1

I was expecting the scores_ provided by SelectKBest() to be the result of the score_func (e.g. the value of the F statistics itself when score_func = f_classif, or the chi2 statistics when score_func = chi2).

But it is apparently not the case. I get

selector = SelectKBest(f_classif, k=2)
selector.fit(x_train, y_train)

pd.DataFrame({'variable': x_train.columns,
              'score_f_anova': selector.scores_})
_variable_  |_score_f_anova_
variable_1  |43.525376
variable_2  |28.432673

which is different from the F statistics I get from:

from scipy.stats import f_oneway
print(f_oneway(x_train['variable_1'], y_train)[0])
print(f_oneway(x_train['variable_2'], y_train)[0])
141.423192895752
90.45067843845831

Therefore:

  • How is scores_ computed?
  • Which of scores_ and pvalues_ should I use to rank the features by importance?

2 Answers2

2

f_classif and f_oneway produce the same results but differ in implementation and use.

First, recall that 1-way ANOVA tests the null hypothesis that samples in two or more classes have the same population mean. In your case, I suppose y_train is an array-like categorical variable containing some classes, and x_train is an array-like or dataframe containing features.

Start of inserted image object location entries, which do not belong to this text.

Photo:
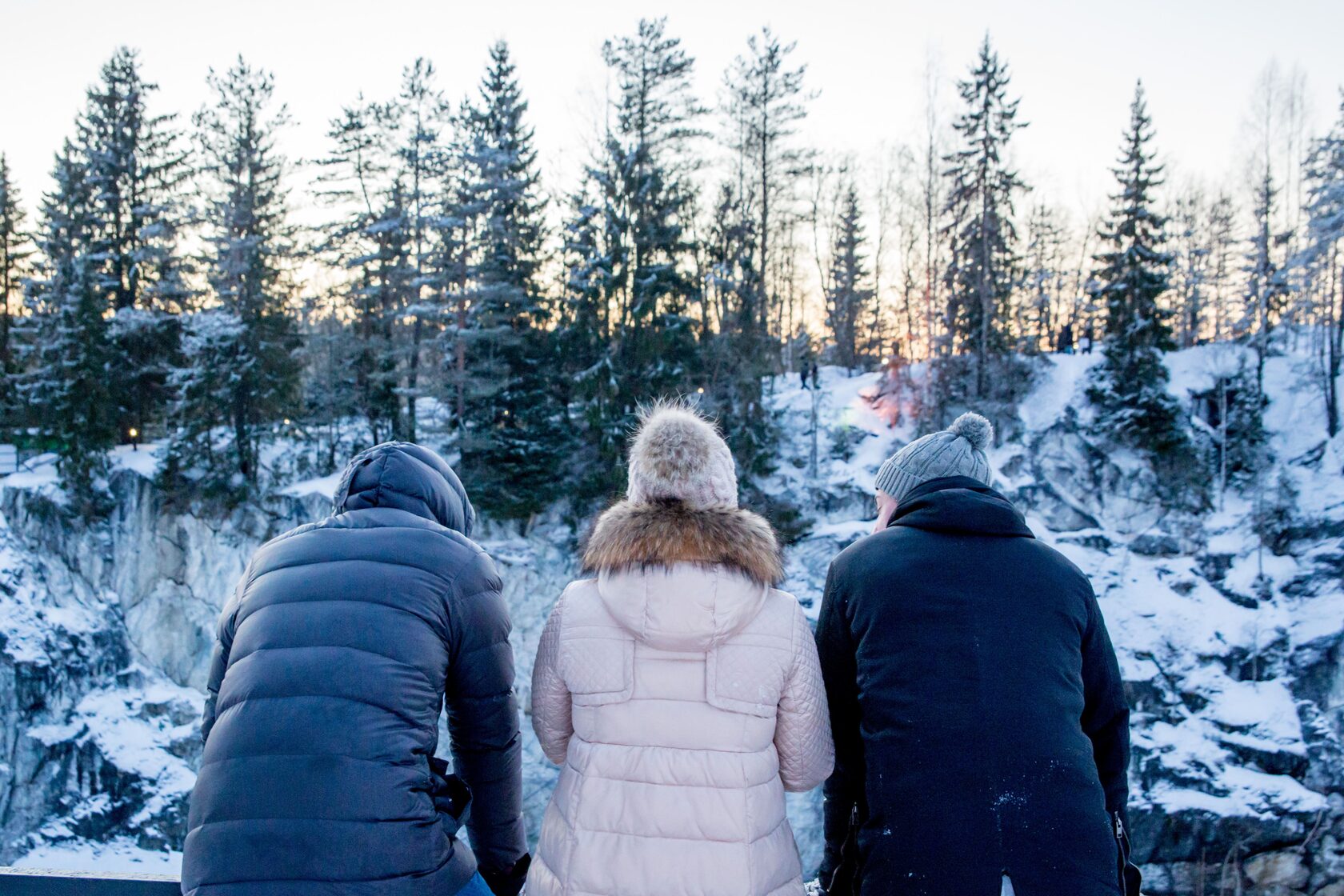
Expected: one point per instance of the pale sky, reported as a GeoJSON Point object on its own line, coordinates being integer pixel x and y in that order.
{"type": "Point", "coordinates": [1074, 65]}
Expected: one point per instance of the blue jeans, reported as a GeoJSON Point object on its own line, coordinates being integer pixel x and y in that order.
{"type": "Point", "coordinates": [476, 887]}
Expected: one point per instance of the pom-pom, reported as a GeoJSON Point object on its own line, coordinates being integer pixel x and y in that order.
{"type": "Point", "coordinates": [974, 429]}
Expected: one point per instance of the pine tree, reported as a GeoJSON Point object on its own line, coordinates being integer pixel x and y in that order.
{"type": "Point", "coordinates": [640, 202]}
{"type": "Point", "coordinates": [71, 351]}
{"type": "Point", "coordinates": [1324, 258]}
{"type": "Point", "coordinates": [766, 101]}
{"type": "Point", "coordinates": [369, 243]}
{"type": "Point", "coordinates": [514, 439]}
{"type": "Point", "coordinates": [1130, 386]}
{"type": "Point", "coordinates": [1191, 261]}
{"type": "Point", "coordinates": [15, 266]}
{"type": "Point", "coordinates": [1038, 320]}
{"type": "Point", "coordinates": [417, 118]}
{"type": "Point", "coordinates": [136, 170]}
{"type": "Point", "coordinates": [241, 367]}
{"type": "Point", "coordinates": [848, 294]}
{"type": "Point", "coordinates": [1266, 285]}
{"type": "Point", "coordinates": [982, 269]}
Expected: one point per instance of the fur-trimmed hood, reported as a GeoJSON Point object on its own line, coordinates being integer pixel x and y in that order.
{"type": "Point", "coordinates": [632, 535]}
{"type": "Point", "coordinates": [680, 578]}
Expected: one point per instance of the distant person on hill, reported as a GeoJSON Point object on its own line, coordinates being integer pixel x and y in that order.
{"type": "Point", "coordinates": [335, 656]}
{"type": "Point", "coordinates": [1066, 338]}
{"type": "Point", "coordinates": [980, 720]}
{"type": "Point", "coordinates": [678, 690]}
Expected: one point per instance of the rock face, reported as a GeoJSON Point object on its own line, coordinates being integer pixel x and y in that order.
{"type": "Point", "coordinates": [104, 650]}
{"type": "Point", "coordinates": [1233, 652]}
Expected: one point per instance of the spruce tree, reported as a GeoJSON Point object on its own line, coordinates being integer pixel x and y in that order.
{"type": "Point", "coordinates": [1130, 386]}
{"type": "Point", "coordinates": [367, 242]}
{"type": "Point", "coordinates": [15, 266]}
{"type": "Point", "coordinates": [984, 266]}
{"type": "Point", "coordinates": [514, 438]}
{"type": "Point", "coordinates": [766, 101]}
{"type": "Point", "coordinates": [1266, 285]}
{"type": "Point", "coordinates": [71, 351]}
{"type": "Point", "coordinates": [415, 121]}
{"type": "Point", "coordinates": [638, 250]}
{"type": "Point", "coordinates": [1324, 255]}
{"type": "Point", "coordinates": [848, 294]}
{"type": "Point", "coordinates": [1038, 320]}
{"type": "Point", "coordinates": [136, 170]}
{"type": "Point", "coordinates": [241, 367]}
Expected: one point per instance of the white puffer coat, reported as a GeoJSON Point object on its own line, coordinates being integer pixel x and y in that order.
{"type": "Point", "coordinates": [682, 694]}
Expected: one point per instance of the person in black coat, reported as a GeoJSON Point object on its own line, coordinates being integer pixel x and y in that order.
{"type": "Point", "coordinates": [978, 716]}
{"type": "Point", "coordinates": [334, 660]}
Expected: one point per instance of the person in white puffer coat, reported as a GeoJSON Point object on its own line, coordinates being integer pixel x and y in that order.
{"type": "Point", "coordinates": [679, 690]}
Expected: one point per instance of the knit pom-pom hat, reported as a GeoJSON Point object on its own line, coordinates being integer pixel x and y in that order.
{"type": "Point", "coordinates": [679, 454]}
{"type": "Point", "coordinates": [958, 450]}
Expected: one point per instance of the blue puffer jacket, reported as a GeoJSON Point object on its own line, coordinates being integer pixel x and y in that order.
{"type": "Point", "coordinates": [334, 660]}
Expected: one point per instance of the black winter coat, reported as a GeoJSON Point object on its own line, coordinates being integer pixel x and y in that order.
{"type": "Point", "coordinates": [334, 660]}
{"type": "Point", "coordinates": [976, 704]}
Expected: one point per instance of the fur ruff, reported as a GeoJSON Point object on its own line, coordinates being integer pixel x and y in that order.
{"type": "Point", "coordinates": [630, 535]}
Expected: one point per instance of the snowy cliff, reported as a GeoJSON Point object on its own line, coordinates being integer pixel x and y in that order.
{"type": "Point", "coordinates": [1233, 652]}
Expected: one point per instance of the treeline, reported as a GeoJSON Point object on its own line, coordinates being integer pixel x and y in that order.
{"type": "Point", "coordinates": [164, 290]}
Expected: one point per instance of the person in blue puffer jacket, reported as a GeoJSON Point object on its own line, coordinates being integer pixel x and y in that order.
{"type": "Point", "coordinates": [335, 657]}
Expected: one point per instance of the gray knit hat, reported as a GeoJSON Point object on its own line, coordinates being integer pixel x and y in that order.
{"type": "Point", "coordinates": [958, 450]}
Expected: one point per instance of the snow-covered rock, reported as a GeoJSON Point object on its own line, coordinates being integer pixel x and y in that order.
{"type": "Point", "coordinates": [1234, 656]}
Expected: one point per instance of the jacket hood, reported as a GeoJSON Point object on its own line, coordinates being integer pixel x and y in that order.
{"type": "Point", "coordinates": [962, 506]}
{"type": "Point", "coordinates": [679, 578]}
{"type": "Point", "coordinates": [406, 477]}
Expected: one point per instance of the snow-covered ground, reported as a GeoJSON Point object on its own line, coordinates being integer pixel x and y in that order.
{"type": "Point", "coordinates": [1234, 656]}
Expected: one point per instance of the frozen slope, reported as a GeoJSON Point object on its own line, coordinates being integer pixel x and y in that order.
{"type": "Point", "coordinates": [1234, 656]}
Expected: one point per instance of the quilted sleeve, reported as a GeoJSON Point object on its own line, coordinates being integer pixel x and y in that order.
{"type": "Point", "coordinates": [551, 718]}
{"type": "Point", "coordinates": [802, 728]}
{"type": "Point", "coordinates": [482, 720]}
{"type": "Point", "coordinates": [219, 656]}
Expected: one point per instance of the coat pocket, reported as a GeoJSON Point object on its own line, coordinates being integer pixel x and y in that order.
{"type": "Point", "coordinates": [452, 797]}
{"type": "Point", "coordinates": [746, 678]}
{"type": "Point", "coordinates": [598, 670]}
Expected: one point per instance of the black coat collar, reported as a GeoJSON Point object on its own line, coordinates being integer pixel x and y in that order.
{"type": "Point", "coordinates": [960, 504]}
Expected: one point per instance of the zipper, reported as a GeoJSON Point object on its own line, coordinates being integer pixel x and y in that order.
{"type": "Point", "coordinates": [1122, 850]}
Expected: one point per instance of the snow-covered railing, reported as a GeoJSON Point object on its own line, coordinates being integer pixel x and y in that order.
{"type": "Point", "coordinates": [41, 882]}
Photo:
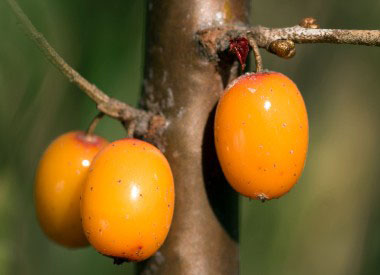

Then the right way to pass sample measurements for each class into f_oneway is

f_oneway(x_train[y_train == 'class1'], x_train[y_train == 'class2'], # ...,
         x_train[y_train == 'classk'])

or more conveniently

f_oneway(*[x_train[y_train == c] for c in np.unique(y_train)])

f_classif and other scoring functions from scikit-learn require both features and labels:

f_classif(x_train, y_train)

Example:

>>> import numpy as np
>>> from scipy.stats import f_oneway
>>> from sklearn.datasets import make_classification
>>> from sklearn.feature_selection import f_classif
>>> n_samples, n_features, n_classes = 1000, 4, 3
>>> X, y = make_classification(n_samples=n_samples, n_features=n_features,
...     n_classes=n_classes, n_informative=3, n_redundant=1,
...     scale=0.2, random_state=0)
>>> f_tuple = f_oneway(*[X[y == k] for k in range(n_classes)])
>>> f_stat, f_prob = f_classif(X, y)
>>> np.allclose(f_tuple.statistic, f_stat), np.allclose(f_tuple.pvalue, f_prob)
(True, True)
>>> f_stat.shape[0] == n_features
True

Finally, SelectKBest produces exactly the same results as the score_func function provided and stores them in the scores_ attribute. So, your selector's scores are correct and will be equal to an f_oneway's output if you pass the arguments properly.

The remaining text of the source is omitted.